The second half of the film begins to sag, which is a letdown, because the other stars appear. Ian McKellen is a Jewish professor, pulled out of the death camps to study the strange and mysterious writing that appears on the walls. He actually comes into contact with the adversary, and bargains with it, helping out so that it will kill Hitler and the Germans. This gets the plot really rolling, and threatens to doom them all.
There’s also Scott Glenn, wandering mystery-man with glowing eyes and severed wing-stubs on his shoulders; he arrives in order to stall the creature, and prevent its escape. Most of the second half’s letdown is due to bad pacing with Glenn’s character: he’s not fully explained, instead just showing up to defeat the monster after having a tryst with McKellen’s daughter. If he’s the guardian of the keep, why the hell is he so far away from it to begin with? Went off on smoke break and forgot to return? McKellen mumbles through his lines half the time, the other strange villagers are shown once or twice and forgotten, and the tension between the Wehrmacht and SS—much less their paranoia—is given the barest of lip service. There’s a nice display of cheesy ’80s special effects at the end, and then roll credits.

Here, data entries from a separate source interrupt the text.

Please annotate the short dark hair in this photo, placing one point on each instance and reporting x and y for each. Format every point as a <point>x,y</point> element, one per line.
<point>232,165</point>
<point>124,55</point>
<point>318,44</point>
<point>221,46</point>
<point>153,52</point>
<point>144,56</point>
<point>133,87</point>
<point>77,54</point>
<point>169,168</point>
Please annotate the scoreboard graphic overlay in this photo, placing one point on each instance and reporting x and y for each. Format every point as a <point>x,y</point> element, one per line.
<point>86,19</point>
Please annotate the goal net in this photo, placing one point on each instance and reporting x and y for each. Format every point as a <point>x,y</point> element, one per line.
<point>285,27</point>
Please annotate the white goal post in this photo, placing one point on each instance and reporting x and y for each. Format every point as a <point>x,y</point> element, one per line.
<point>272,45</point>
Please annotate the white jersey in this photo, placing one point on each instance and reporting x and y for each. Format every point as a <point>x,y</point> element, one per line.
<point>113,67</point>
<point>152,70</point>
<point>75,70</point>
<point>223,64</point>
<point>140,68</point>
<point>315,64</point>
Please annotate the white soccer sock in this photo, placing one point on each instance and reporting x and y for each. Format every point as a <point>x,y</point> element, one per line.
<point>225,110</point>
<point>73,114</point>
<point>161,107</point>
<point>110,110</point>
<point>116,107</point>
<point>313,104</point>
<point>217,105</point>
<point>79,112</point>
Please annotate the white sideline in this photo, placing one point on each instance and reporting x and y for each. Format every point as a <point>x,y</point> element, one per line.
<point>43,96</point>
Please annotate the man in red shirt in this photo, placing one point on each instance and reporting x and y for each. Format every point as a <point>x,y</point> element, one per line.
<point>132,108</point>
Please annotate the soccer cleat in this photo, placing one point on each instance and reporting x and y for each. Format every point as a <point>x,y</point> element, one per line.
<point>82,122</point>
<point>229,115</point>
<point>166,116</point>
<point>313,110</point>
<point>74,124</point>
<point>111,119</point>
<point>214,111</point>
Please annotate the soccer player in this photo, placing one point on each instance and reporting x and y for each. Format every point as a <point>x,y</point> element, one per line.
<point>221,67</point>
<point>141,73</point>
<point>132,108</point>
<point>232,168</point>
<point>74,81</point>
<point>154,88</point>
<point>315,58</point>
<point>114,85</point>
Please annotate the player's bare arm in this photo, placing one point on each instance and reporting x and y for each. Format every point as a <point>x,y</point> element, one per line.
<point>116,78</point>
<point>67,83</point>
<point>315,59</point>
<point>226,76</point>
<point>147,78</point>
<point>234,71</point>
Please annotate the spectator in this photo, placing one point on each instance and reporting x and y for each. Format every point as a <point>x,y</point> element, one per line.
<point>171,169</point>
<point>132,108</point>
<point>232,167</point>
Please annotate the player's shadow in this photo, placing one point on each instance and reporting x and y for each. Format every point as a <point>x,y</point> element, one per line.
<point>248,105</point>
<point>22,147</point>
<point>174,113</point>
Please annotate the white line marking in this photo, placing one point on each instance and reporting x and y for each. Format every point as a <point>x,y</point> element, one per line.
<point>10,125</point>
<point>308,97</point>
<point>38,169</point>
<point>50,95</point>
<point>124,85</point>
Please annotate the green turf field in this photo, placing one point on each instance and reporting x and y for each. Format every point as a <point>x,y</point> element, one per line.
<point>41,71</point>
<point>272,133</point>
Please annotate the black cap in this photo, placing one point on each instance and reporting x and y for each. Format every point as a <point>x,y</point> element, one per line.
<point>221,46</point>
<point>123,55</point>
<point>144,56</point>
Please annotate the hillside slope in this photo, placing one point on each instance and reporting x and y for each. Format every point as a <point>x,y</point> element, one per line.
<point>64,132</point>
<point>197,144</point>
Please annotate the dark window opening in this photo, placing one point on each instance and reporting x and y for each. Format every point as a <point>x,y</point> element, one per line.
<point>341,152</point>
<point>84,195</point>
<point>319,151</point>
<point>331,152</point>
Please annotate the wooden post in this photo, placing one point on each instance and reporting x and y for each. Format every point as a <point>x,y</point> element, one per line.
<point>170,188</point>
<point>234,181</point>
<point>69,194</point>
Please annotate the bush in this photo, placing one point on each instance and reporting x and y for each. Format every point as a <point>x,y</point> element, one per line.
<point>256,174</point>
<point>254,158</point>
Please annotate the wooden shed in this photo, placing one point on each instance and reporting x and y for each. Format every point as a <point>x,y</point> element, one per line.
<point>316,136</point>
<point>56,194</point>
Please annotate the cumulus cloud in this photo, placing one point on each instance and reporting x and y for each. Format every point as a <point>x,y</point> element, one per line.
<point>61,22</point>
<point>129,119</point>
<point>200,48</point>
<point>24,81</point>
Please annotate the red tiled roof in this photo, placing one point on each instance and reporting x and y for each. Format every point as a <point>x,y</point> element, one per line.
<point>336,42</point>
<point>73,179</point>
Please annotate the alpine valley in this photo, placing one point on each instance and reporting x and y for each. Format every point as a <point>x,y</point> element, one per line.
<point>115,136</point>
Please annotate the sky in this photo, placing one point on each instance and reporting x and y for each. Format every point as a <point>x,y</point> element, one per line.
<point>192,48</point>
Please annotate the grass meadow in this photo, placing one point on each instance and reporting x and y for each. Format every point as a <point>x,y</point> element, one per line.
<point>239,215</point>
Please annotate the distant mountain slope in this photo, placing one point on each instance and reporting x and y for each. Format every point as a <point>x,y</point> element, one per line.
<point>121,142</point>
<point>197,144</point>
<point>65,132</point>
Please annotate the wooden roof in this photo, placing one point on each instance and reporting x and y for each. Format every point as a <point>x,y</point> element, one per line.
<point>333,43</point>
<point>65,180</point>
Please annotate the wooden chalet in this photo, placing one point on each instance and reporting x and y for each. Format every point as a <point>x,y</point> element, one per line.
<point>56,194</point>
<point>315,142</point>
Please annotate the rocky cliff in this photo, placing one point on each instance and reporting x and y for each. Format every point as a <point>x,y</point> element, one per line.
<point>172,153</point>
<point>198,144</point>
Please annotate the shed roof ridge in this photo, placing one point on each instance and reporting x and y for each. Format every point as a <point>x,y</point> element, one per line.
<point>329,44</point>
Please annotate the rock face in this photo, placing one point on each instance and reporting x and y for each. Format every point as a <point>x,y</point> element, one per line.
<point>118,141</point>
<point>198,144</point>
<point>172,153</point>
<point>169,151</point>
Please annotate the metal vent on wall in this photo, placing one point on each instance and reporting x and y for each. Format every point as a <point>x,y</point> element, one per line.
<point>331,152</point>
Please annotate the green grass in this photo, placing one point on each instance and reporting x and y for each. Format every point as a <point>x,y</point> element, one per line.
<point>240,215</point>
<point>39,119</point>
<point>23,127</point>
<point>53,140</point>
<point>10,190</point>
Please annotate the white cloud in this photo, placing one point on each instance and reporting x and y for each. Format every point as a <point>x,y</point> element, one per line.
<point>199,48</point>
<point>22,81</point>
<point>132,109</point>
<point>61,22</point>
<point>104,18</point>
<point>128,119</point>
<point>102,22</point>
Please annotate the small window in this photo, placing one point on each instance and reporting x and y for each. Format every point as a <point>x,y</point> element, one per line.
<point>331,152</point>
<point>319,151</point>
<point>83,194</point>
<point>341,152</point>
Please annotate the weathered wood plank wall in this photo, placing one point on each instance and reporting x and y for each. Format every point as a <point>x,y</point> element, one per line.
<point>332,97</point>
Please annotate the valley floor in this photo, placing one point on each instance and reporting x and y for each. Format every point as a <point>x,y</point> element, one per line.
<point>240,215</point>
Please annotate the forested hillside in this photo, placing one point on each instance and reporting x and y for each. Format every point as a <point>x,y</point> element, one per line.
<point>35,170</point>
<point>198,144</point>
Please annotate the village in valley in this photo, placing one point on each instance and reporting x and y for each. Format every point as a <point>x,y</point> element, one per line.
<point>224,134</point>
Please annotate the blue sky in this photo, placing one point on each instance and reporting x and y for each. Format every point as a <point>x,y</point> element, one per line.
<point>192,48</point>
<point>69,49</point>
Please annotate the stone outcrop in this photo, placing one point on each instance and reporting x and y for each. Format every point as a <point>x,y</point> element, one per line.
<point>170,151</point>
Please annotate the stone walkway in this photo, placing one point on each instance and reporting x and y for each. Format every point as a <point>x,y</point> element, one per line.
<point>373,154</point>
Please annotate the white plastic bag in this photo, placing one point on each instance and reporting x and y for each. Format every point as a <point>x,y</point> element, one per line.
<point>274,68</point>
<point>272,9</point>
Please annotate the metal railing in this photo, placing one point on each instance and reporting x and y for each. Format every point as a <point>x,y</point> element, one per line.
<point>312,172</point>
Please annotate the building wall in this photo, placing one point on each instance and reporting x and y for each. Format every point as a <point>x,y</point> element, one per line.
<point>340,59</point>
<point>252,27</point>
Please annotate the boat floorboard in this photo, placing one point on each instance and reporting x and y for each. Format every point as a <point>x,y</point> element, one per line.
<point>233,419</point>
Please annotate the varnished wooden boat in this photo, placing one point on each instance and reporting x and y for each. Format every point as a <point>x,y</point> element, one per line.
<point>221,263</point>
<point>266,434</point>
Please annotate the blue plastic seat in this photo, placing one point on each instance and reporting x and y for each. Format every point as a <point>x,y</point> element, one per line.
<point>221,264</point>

What a sadly unbalanced movie this is; if The Keep kept up the quality of its first act, it would have been more than a minor cult classic. Instead it’s mediocrity, great out of the gate, slow and incomplete when it counts. I still think it’s worth watching, but then again, it has Nazis and the occult, so I am a bit biased. I guess I should pay attention to the posters more; if the best they can do is something like the piece of bland for The Keep, it probably isn’t a hallmark of the genre.